Bracket under bracket and tooth upon tooth. The ladder of progressive madness. Imagine an employee who has a salary of 1 thousand euros per month, what does he have to do to figure out the equation of the tax fool? Thousands of hours of energy spent and hundreds of thousands of pages of declarations filled out.

In short, the tax code is turning into a nightmare, based on bad international experiences. The United States is one of them, where completing so-called tax returns is one of the biggest problems for the average citizen.

But the worst thing about progressivity is that bureaucratically it only gets heavier. The same goes for the principle of handcuffs, which get tighter as they come. This is because complexity imposes more complexity. And year after year, more bureaucratic procedures are added to the tax system.
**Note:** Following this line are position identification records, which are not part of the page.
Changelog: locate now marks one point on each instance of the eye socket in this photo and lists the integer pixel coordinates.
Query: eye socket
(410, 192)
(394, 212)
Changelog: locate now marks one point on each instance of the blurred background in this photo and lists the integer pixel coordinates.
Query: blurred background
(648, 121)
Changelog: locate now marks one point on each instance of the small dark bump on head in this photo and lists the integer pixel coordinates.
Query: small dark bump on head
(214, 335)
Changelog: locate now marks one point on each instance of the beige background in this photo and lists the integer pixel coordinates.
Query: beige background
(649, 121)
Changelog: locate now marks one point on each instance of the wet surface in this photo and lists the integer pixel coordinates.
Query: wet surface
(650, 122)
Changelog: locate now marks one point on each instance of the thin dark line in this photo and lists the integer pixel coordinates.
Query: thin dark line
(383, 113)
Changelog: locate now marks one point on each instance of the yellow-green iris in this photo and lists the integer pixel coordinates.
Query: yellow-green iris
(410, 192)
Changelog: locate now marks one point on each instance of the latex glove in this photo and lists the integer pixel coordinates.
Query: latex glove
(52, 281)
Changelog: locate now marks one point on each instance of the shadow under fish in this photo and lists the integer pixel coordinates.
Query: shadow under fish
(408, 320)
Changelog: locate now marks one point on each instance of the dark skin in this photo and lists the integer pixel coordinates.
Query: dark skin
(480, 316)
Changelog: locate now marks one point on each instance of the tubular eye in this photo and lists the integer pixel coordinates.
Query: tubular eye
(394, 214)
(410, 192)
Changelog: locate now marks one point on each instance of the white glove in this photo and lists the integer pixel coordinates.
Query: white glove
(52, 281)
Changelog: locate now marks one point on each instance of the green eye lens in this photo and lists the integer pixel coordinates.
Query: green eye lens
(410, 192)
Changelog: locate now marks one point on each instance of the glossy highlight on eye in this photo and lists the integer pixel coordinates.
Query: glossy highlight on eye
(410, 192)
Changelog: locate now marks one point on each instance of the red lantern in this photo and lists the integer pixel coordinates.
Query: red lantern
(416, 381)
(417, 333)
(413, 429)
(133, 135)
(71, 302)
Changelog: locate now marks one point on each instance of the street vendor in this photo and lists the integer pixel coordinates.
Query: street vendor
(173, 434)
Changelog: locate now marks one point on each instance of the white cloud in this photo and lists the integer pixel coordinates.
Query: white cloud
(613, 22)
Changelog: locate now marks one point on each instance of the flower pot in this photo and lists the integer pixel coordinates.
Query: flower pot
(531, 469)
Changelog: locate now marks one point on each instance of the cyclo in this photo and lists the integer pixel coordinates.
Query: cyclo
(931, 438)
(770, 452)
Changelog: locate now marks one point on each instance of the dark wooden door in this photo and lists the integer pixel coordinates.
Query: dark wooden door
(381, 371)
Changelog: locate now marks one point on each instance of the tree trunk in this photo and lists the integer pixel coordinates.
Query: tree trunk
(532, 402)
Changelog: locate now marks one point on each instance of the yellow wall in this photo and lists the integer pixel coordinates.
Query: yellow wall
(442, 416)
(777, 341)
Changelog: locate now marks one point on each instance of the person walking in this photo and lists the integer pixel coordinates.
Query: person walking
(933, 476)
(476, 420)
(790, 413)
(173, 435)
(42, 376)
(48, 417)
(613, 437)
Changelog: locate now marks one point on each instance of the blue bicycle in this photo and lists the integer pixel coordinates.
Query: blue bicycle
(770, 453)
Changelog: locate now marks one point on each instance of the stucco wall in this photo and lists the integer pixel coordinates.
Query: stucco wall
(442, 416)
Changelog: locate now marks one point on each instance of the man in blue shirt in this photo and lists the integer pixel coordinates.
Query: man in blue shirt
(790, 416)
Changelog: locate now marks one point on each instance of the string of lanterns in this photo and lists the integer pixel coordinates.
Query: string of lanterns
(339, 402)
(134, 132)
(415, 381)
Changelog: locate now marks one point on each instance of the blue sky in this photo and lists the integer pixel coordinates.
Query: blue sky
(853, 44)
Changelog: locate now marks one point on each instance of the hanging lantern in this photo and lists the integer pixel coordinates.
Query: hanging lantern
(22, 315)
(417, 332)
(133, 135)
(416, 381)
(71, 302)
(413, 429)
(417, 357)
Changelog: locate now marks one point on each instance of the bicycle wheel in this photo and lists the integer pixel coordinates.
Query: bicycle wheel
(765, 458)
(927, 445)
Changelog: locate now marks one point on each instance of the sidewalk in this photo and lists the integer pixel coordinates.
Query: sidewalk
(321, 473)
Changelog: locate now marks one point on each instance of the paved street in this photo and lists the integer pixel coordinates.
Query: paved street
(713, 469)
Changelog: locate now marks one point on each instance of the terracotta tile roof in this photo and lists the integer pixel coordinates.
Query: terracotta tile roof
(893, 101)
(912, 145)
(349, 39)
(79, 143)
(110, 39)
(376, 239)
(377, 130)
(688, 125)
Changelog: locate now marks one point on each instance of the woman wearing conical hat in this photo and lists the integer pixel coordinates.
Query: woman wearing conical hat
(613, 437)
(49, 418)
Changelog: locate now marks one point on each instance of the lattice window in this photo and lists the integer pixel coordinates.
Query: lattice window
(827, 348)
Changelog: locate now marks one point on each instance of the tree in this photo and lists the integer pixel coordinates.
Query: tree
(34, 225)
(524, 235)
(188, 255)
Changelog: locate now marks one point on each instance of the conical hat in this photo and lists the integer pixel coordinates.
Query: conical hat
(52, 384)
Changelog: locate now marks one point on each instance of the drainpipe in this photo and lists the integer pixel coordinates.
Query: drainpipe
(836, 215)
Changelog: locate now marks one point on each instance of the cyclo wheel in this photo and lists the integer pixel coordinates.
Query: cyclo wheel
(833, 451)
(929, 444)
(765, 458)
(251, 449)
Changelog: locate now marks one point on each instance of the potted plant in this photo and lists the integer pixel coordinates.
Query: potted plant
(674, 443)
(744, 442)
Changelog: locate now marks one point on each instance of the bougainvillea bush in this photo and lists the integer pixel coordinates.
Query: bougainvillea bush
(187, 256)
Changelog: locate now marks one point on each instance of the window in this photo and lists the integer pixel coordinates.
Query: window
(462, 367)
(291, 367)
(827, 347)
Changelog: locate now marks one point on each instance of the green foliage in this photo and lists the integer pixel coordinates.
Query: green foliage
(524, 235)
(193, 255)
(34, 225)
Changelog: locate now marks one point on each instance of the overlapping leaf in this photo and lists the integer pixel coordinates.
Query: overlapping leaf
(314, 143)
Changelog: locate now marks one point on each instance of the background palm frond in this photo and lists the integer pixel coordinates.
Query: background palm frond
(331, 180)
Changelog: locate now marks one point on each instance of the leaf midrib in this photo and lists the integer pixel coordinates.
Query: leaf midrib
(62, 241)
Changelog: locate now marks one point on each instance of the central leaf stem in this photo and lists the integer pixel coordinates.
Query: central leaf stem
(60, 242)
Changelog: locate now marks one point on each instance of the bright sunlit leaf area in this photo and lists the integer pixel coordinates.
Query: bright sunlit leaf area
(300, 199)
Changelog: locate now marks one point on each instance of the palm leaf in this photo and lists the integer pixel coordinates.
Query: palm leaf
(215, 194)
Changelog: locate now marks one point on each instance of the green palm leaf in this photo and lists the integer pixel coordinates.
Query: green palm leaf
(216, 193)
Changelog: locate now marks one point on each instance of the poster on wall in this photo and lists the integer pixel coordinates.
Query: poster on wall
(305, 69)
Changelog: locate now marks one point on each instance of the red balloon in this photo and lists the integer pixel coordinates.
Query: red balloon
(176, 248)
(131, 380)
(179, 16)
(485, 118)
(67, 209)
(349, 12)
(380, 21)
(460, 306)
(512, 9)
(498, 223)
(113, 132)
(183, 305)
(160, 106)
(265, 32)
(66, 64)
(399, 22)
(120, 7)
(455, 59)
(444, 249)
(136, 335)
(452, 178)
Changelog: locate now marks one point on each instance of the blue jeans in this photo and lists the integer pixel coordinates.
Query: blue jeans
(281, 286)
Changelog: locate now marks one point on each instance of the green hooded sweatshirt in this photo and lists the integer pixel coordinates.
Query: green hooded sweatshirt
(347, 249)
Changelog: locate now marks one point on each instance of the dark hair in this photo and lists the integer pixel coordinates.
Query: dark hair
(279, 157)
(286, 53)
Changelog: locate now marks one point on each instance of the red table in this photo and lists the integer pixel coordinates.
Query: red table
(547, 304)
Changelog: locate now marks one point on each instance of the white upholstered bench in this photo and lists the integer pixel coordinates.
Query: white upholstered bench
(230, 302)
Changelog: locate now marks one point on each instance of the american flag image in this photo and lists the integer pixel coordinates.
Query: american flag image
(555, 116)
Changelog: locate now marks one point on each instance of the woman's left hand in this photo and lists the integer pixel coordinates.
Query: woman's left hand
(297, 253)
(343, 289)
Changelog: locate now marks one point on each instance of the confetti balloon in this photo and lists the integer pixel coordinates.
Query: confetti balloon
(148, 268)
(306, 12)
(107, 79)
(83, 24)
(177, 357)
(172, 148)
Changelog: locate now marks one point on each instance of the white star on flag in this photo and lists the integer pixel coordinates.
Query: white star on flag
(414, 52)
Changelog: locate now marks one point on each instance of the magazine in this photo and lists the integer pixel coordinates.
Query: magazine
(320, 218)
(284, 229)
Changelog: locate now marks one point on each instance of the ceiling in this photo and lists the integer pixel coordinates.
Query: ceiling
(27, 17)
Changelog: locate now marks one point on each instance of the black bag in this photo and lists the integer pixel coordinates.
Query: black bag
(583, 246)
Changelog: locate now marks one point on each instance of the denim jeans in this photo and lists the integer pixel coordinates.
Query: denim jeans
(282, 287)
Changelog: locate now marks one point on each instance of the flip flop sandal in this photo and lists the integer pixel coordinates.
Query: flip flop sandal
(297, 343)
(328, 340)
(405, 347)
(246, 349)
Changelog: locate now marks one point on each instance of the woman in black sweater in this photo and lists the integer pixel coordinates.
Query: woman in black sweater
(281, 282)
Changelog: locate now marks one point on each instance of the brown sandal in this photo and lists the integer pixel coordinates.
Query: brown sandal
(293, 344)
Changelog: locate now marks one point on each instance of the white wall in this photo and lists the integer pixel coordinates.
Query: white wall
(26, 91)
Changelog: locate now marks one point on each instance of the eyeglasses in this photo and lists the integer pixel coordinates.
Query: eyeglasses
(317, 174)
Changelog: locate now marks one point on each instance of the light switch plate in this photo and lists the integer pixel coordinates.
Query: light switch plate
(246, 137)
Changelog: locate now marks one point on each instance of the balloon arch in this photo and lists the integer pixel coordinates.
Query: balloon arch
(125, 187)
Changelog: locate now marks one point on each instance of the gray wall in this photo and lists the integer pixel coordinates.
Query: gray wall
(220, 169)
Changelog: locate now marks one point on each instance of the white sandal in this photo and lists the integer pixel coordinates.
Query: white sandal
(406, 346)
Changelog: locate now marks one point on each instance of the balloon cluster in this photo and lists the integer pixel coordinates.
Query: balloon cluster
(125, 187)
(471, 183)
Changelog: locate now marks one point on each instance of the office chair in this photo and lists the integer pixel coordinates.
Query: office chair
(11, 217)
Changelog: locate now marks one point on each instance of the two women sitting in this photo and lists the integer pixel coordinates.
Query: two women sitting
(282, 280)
Today, the picture of the mess is this. If you are a billionaire who grabs public lands on the coast, you pay zero taxes even when you earn millions of euros. If you are a breadwinner and have a salary that you can eat with, you pay 13 percent. If you have an income that allows you to have lunch out once a month with your family, you pay 23 percent. The cycle of madness is best closed. If you are a corporation or concessionaire that earns 80 million euros a year, you pay 15 percent at the statutory rate and much less at the real rate.

This is the folly of the honest tax and the heavy bureaucratic gear behind it. A folly that must end. The tax system does not have to be a nightmare for citizens. The simpler it is, the more wonderfully it functions. A rational state would leave out the vital minimum of survival and then tax everyone else the same, regardless of the source of income and the number of jobs they do.

Whereas the concern for injustice could target a limit for abnormally high incomes. A threshold of 200 thousand euros per year, precisely to capture abnormal salaries that come as a result of perverse incentives in the markets or the exchange of corrupt favors. That is enough and it is much fairer than the progressive mess that is actually a criminal regressive taxation system. 23 percent for the worker and 0 percent for the billionaire. But this is regulated only by vote.